Nadie parece acordarse, tampoco, de Rosa Amelia, la “Niña” Rosa de los primeros tiempos. Sentada al piano frente a la ventana con las cortinas abiertas dejándose ver por todos los que andan por la calle y retienen el paso solo para verla y escucharla. Más allá de los treinta, blanca, elegante, un tiempo para la digitación y luego los valses de Teresa Carreño y algunos preludios de Chopin. Orgullosa de sí misma, helada, inaccesible, como una figura de madera, la Niña Rosa vio desfilar a varios pretendientes pero ninguno se ajustaba a su altura y actitudes aristocráticas y como si ella misma fuera la casa, fue envejeciendo, derrumbándose, abrazada a una soledad inmisericorde y a un hastío corrosivo que ella perfumaba con el consuelo tardío e ineficaz de un diminuto pañuelo de encaje impregnado de agua de colonia francesa. Pero, no obstante, en la Niña Rosa había cierto porte, cierta imponencia teatral y gracias a ella, al menos, se oía música en la casa y el témpano de los preludios endulzaba o suavizaba, en alguna medida, las asperezas cotidianas.
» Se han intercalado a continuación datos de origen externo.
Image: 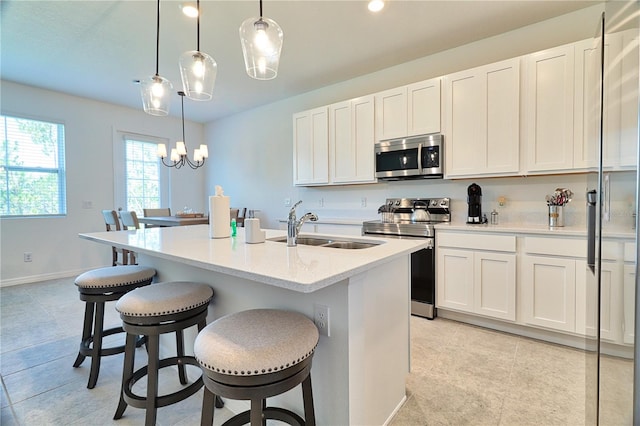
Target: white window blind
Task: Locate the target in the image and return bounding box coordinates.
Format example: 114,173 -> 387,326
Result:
0,115 -> 66,217
124,136 -> 161,215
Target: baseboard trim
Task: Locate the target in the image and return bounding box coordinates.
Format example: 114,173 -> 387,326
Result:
0,266 -> 107,287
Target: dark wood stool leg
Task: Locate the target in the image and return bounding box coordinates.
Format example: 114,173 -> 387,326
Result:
87,301 -> 105,389
302,374 -> 316,426
176,329 -> 188,385
201,387 -> 216,426
114,332 -> 137,420
73,301 -> 94,368
251,398 -> 263,425
145,334 -> 160,426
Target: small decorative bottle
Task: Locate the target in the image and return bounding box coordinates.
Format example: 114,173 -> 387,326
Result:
231,218 -> 237,237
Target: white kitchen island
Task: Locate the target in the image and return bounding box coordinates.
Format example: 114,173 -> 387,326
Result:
79,225 -> 427,425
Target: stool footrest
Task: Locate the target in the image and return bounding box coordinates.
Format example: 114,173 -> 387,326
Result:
223,407 -> 305,426
123,356 -> 203,410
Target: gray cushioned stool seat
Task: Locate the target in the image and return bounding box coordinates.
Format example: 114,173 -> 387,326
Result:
73,265 -> 156,389
114,281 -> 214,426
116,281 -> 213,319
195,309 -> 319,426
76,265 -> 156,290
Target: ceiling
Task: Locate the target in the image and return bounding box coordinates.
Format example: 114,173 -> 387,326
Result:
1,0 -> 598,123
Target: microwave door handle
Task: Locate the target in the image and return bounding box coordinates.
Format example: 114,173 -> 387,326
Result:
417,143 -> 423,172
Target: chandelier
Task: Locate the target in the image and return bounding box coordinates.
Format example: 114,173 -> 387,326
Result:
157,91 -> 208,169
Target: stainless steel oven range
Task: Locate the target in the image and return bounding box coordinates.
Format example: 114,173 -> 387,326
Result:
362,197 -> 450,319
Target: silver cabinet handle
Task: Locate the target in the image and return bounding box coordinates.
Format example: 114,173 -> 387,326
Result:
586,189 -> 597,274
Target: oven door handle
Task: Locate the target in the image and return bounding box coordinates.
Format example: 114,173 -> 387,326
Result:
417,143 -> 423,172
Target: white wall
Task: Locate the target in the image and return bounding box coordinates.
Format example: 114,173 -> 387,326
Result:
0,81 -> 206,285
205,4 -> 629,230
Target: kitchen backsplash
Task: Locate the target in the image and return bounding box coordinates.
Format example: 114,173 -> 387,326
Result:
296,171 -> 637,230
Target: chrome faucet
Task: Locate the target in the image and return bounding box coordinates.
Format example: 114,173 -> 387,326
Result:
287,200 -> 318,247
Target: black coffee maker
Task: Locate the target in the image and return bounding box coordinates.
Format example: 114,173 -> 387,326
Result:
467,183 -> 486,224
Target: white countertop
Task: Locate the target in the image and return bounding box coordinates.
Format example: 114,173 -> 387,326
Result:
79,225 -> 427,293
436,221 -> 635,239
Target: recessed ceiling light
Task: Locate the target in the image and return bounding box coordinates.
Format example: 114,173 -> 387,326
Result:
181,3 -> 198,18
368,0 -> 384,12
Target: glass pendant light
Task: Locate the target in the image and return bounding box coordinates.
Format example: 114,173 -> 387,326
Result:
141,0 -> 172,116
239,0 -> 283,80
157,91 -> 208,169
179,0 -> 217,100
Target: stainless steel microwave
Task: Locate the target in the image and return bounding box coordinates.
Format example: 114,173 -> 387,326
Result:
374,133 -> 443,180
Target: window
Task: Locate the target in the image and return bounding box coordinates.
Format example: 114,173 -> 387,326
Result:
124,137 -> 162,215
0,114 -> 66,217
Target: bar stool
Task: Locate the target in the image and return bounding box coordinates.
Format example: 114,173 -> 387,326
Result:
113,281 -> 214,426
73,265 -> 156,389
195,309 -> 319,426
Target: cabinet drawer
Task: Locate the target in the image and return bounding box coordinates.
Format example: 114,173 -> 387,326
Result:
437,232 -> 515,252
524,236 -> 584,257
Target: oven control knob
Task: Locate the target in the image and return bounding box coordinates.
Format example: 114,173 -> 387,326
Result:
430,200 -> 437,207
395,200 -> 400,206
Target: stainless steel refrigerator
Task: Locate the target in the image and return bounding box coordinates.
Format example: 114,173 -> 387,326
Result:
585,2 -> 639,424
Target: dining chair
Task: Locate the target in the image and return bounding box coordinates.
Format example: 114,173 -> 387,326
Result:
120,211 -> 140,230
236,207 -> 247,227
143,208 -> 171,217
142,208 -> 171,228
119,211 -> 140,264
101,210 -> 129,266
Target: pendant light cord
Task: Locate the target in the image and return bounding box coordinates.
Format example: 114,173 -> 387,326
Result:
196,0 -> 200,52
259,0 -> 263,17
155,0 -> 160,76
180,92 -> 186,143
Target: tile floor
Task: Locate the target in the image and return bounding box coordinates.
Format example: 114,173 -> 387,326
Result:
0,278 -> 633,425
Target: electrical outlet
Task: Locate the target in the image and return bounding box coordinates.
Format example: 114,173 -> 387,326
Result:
314,303 -> 330,337
284,198 -> 291,207
318,198 -> 324,207
23,252 -> 32,262
361,197 -> 367,207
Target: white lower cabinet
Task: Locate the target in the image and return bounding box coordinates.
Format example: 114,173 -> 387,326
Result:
623,242 -> 636,345
437,232 -> 516,321
522,255 -> 579,332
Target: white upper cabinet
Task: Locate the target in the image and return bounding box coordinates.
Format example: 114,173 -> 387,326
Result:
444,58 -> 520,178
375,77 -> 441,141
407,79 -> 441,136
524,44 -> 575,173
293,107 -> 329,186
329,95 -> 376,184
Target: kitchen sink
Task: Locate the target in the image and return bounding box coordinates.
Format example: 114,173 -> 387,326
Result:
267,236 -> 382,249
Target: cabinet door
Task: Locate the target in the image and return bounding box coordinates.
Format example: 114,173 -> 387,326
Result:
375,87 -> 407,141
485,59 -> 520,174
407,78 -> 441,136
623,264 -> 636,344
329,101 -> 353,183
329,96 -> 375,184
619,30 -> 640,167
522,255 -> 576,332
352,96 -> 376,182
444,69 -> 484,176
474,252 -> 516,321
293,107 -> 328,185
579,260 -> 622,342
437,248 -> 474,313
525,44 -> 575,172
444,58 -> 519,177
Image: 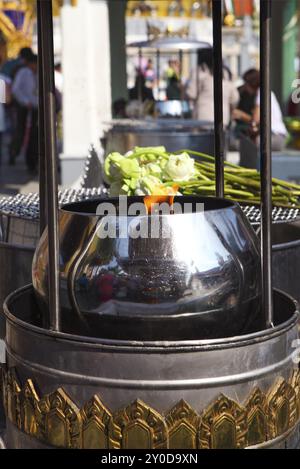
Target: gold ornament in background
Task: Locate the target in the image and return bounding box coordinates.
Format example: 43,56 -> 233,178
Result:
223,13 -> 235,27
126,1 -> 212,19
0,0 -> 34,58
3,367 -> 300,449
147,22 -> 189,40
0,0 -> 78,59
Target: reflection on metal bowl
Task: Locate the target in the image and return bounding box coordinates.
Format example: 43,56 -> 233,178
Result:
155,100 -> 191,117
32,196 -> 262,340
La caída definitiva de la casa tardó apenas dos décadas de mala administración, abusos, indiferencia, omisiones y decrepitud. Alguna grave equivocación administrativa, alguna herencia mal dispuesta y la terquedad del dueño de la casa de convertir el corral de guanábanos jobos y gallineros en cuartuchos de vecindad (¡una “solución habitacional”, dijo!) hicieron que la ignominia y los escándalos, los robos y fechorías envilecieran aun más la casa desterrando a Chopin y a Teresita Carreño. La casa en abandono se erosionó a sí misma, se condenó a su propia clausura y se dejó vencer por el derrumbe. La calle y la parroquia en la que estaba situada, controlada ahora militarmente, también fueron víctimas de una progresiva depresión urbana y las familias buscaron lugares en el este de la ciudad estrenando urbanizaciones y la vieja cuadra de la casa quedó convertida y sepultada en una convivencia patética y maloliente, en un barrio marginal.
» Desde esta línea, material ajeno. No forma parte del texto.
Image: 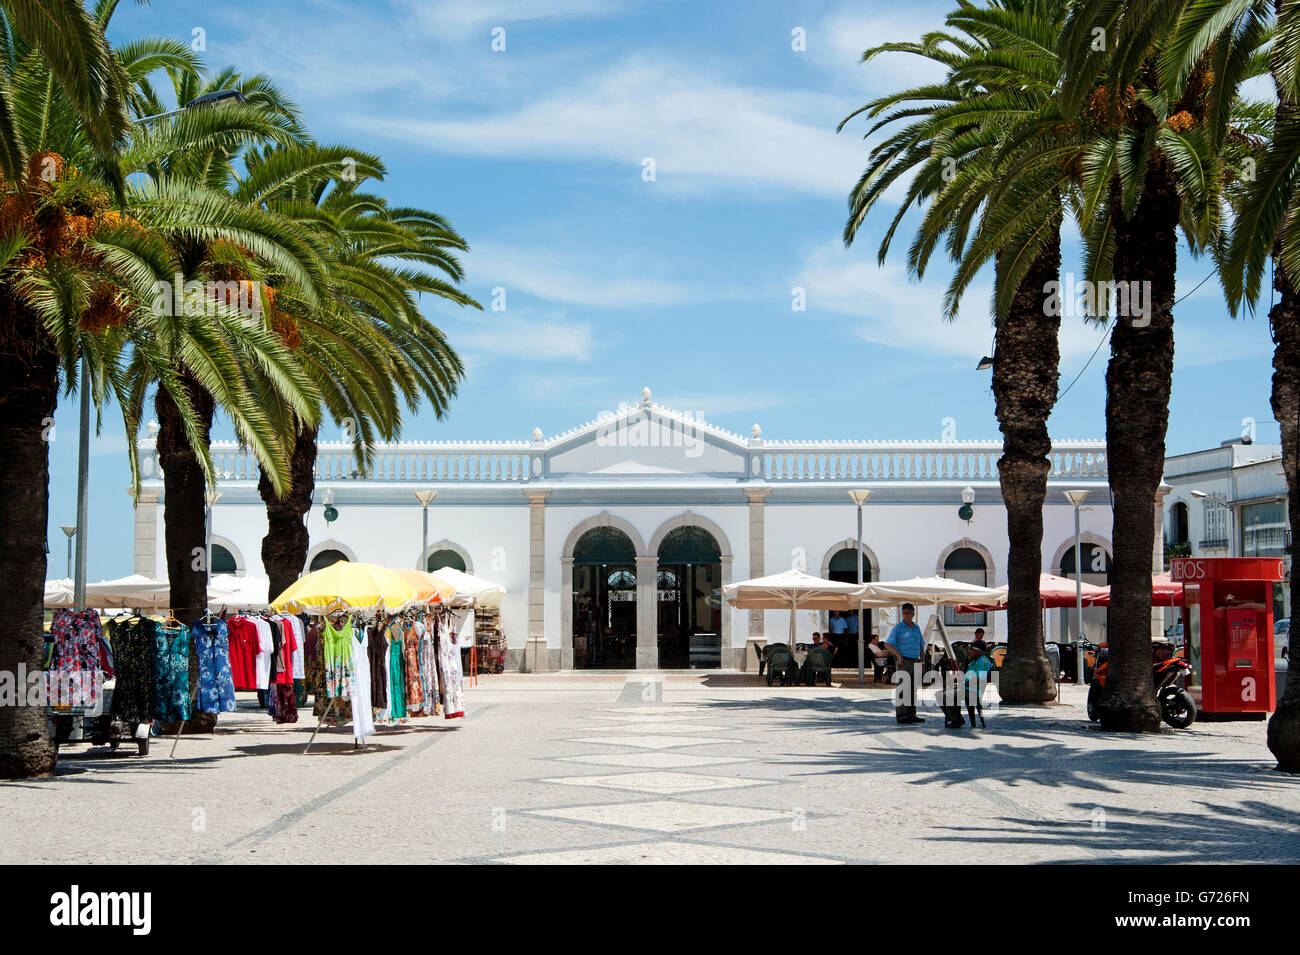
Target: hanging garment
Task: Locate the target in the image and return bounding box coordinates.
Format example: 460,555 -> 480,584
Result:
387,627 -> 407,719
436,618 -> 466,720
419,623 -> 439,714
273,617 -> 297,685
321,618 -> 355,700
350,626 -> 374,741
269,680 -> 298,724
225,616 -> 261,691
153,625 -> 192,722
252,618 -> 275,690
47,609 -> 107,710
288,615 -> 308,705
402,624 -> 425,714
368,624 -> 389,711
107,616 -> 156,723
192,620 -> 237,714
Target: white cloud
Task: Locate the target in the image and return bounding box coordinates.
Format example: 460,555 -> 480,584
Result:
793,240 -> 1124,361
348,57 -> 867,198
464,242 -> 710,308
444,311 -> 597,362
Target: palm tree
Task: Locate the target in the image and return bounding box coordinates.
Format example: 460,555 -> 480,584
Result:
0,4 -> 309,776
841,0 -> 1070,703
121,67 -> 325,622
1161,0 -> 1300,768
227,145 -> 477,600
1056,0 -> 1264,730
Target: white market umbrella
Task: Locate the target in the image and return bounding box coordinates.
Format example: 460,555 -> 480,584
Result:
723,569 -> 868,647
207,575 -> 271,612
860,576 -> 1009,662
82,574 -> 170,610
44,578 -> 74,608
430,566 -> 507,609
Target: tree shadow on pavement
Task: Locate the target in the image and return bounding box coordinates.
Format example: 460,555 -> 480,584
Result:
932,798 -> 1300,863
694,696 -> 1295,795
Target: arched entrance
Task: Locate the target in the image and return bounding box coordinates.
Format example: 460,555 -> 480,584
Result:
309,549 -> 349,572
1059,542 -> 1111,644
656,526 -> 722,669
826,546 -> 873,661
572,526 -> 637,668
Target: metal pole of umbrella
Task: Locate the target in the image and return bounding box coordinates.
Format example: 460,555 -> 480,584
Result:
849,489 -> 872,685
1065,490 -> 1089,684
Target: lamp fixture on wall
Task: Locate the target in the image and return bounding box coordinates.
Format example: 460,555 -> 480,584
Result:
958,486 -> 975,523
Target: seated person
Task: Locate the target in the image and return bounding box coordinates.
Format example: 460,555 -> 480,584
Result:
1152,635 -> 1174,663
797,632 -> 820,652
868,633 -> 890,681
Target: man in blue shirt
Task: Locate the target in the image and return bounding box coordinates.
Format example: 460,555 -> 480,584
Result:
885,603 -> 926,724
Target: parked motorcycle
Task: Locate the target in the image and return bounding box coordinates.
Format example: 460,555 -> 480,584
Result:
1086,643 -> 1197,728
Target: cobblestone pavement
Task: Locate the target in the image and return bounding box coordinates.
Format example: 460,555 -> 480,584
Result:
3,672 -> 1297,864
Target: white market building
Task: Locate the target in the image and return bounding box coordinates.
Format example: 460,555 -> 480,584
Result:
131,390 -> 1120,670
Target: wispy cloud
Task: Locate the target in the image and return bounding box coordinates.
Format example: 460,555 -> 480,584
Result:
464,242 -> 711,308
349,57 -> 866,198
443,310 -> 597,362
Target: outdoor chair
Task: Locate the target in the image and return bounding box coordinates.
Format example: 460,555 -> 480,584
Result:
765,646 -> 798,686
804,645 -> 833,686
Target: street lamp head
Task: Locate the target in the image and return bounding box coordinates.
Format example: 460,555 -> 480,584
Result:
976,355 -> 994,371
848,489 -> 872,506
414,490 -> 438,507
184,89 -> 246,110
60,525 -> 76,539
1190,489 -> 1208,499
321,487 -> 335,506
204,490 -> 223,507
1063,488 -> 1089,506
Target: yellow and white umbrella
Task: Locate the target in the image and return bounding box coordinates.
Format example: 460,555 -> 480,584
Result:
271,562 -> 420,616
388,568 -> 456,607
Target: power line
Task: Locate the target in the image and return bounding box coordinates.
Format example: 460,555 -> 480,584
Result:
1055,268 -> 1218,404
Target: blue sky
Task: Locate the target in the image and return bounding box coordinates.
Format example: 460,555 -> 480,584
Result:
47,0 -> 1281,579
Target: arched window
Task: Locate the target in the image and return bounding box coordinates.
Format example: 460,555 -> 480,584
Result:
1060,543 -> 1111,577
426,549 -> 467,573
1171,501 -> 1190,547
309,549 -> 349,572
943,547 -> 987,626
571,526 -> 637,669
574,526 -> 636,565
210,544 -> 237,575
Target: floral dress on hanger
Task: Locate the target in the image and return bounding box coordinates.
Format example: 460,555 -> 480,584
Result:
153,624 -> 192,722
192,620 -> 237,714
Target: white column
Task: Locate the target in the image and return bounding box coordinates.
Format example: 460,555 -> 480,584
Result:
524,489 -> 551,671
635,555 -> 658,669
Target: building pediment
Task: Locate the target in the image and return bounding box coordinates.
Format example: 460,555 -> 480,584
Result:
545,400 -> 749,479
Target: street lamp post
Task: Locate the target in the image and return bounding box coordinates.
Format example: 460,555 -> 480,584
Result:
68,91 -> 250,610
1064,489 -> 1090,684
60,525 -> 76,581
204,490 -> 222,597
414,490 -> 437,569
848,489 -> 872,685
1191,490 -> 1235,557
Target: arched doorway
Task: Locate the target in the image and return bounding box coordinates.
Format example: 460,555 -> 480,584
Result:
942,547 -> 989,629
826,547 -> 873,662
656,526 -> 722,669
426,548 -> 467,573
309,549 -> 349,572
1059,542 -> 1111,644
210,544 -> 238,576
572,526 -> 637,668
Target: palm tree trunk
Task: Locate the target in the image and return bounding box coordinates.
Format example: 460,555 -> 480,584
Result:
1099,159 -> 1176,732
258,423 -> 317,602
154,376 -> 217,733
0,297 -> 58,778
1267,258 -> 1300,770
995,226 -> 1062,704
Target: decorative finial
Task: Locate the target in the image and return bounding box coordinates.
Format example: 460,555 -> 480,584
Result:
641,386 -> 652,403
532,427 -> 543,442
145,419 -> 159,438
751,423 -> 762,438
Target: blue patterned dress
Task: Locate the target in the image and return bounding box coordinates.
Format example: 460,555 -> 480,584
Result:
192,620 -> 237,714
153,625 -> 192,722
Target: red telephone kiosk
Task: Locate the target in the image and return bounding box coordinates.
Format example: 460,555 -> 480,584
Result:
1170,557 -> 1285,718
El país azotado por la ineptitud y los desvaríos también sucumbió, se extravió en caminos retorcidos y en vericuetos políticos e ideológicos rechazados en otras latitudes y vio sus patrióticos colores desvanecerse, perder la risueña altivez y lozanía con la que alguna vez se mostraron al mundo. Ya no es el sol de la mañana el que entra a raudales por las ventanas de la casa o la helada música del piano que sale por ellas sino la ignorancia, la impunidad, el tráfico de drogas, el denso olor del miedo, los presos políticos y las torturas, la grisácea atmósfera de lo ilícito, el desacierto económico, la inseguridad física y jurídica, el arte y la cultura como tierra arrasada, la corrupción y la complicidad en el brillo de las botas y en la pulcritud casi paranoica del uniforme militar.
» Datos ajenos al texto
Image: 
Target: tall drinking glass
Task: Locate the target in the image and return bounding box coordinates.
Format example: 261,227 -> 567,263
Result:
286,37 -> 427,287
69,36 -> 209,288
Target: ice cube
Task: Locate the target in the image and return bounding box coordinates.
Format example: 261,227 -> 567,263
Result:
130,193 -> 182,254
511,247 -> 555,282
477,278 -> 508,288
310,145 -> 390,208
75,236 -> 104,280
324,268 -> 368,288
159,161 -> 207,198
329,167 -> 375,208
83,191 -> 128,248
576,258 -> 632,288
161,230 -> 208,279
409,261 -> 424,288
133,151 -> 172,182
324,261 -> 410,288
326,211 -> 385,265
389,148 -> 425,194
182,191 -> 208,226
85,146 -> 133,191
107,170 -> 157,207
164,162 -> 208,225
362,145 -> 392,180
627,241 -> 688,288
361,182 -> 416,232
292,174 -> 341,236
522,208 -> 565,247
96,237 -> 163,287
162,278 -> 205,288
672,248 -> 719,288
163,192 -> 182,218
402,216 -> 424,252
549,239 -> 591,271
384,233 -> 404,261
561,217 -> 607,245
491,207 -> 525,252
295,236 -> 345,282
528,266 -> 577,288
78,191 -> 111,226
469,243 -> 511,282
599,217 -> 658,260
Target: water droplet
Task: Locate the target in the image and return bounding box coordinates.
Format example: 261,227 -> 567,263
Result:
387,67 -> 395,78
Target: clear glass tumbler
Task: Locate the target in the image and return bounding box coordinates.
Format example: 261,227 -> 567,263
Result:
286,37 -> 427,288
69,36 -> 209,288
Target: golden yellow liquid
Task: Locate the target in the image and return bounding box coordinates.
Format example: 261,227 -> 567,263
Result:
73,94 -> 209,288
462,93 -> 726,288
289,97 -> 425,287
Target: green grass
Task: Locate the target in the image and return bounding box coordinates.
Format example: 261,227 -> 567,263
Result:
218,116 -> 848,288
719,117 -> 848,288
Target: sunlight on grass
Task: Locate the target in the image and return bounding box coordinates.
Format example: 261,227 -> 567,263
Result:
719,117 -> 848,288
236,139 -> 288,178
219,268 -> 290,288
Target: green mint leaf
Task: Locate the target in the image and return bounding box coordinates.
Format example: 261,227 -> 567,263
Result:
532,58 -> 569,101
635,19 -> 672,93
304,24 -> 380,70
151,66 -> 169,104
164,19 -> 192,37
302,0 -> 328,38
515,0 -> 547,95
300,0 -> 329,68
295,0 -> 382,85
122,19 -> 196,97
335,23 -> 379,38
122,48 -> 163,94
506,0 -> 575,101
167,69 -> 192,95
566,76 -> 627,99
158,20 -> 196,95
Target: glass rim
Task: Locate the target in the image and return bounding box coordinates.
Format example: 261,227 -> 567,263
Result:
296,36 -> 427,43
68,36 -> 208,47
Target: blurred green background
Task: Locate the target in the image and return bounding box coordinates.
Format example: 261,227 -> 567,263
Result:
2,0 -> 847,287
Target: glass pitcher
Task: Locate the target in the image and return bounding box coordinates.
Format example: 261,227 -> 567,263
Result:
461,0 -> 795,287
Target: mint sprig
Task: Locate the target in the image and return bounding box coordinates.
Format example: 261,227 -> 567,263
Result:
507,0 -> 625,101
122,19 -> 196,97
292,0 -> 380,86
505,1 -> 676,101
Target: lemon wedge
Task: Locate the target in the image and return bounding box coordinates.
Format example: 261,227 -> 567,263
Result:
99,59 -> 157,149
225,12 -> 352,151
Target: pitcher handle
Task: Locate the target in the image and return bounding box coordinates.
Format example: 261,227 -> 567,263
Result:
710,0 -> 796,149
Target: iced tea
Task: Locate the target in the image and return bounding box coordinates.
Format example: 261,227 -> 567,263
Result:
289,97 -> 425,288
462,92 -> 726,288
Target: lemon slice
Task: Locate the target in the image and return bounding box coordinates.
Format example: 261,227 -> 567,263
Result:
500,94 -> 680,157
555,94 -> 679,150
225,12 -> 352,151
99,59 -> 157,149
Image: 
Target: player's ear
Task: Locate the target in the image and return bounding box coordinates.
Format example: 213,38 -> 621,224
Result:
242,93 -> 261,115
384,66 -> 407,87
¡La madera que cruje en la decrepitud de la casa equivale al llanto del niño que sufre hambre y se desmaya en el aula escolar o a la ansiedad de la madre que no alcanza a alimentarlo! La morgue, las muertes violentas y la corrosiva humedad del muro que repta por igual en nuestras almas terminan perplejas frente a un ejército irresponsable que masacra a gente joven en Barlovento en lugar de marchar, cantar ridículos himnos, acumular medallas, ejercitarse vanamente y mantenerse ocioso en sus cuarteles mientras yo busco sin encontrarlo a un soldado leal a la Constitución que me ayude a recuperar la casa.

¡Pero la casa se desploma, se hace humo sucio y miseria! Somos muchos los que atados de manos tratamos de evitar la ruina total mientras unos pocos, desalmados, se enriquecen traficando drogas y envenenando las conciencias sin dejar huellas cómplices sobre la ya célebre rampa presidencial. Se asegura que un virulento bacilo depredador ya está sembrado en la ética venezolana, pero soy de los que creen que desde los escombros podemos levantar la casa. Voy a cumplir ochenta y seis años y no la veré porque llevará tiempo volver a escuchar el arrullo de las palomas sobre el techo y los acordes del piano y los preludios en el salón, pero las boinas rojas, hombres violentos, armados, escupiendo vulgaridades no permanecerán mas recostados en el portón, y se fijarán nuevamente las maderas del piso, los azulejos de los zócalos y las cerámicas de los baños y colgará otra vez, ondulante y vistoso, el cortinaje de la sala. Se erradicarán las mentiras del régimen y resurgirá el lenguaje, nos miraremos a los ojos y… ¡todo volverá a sonreír!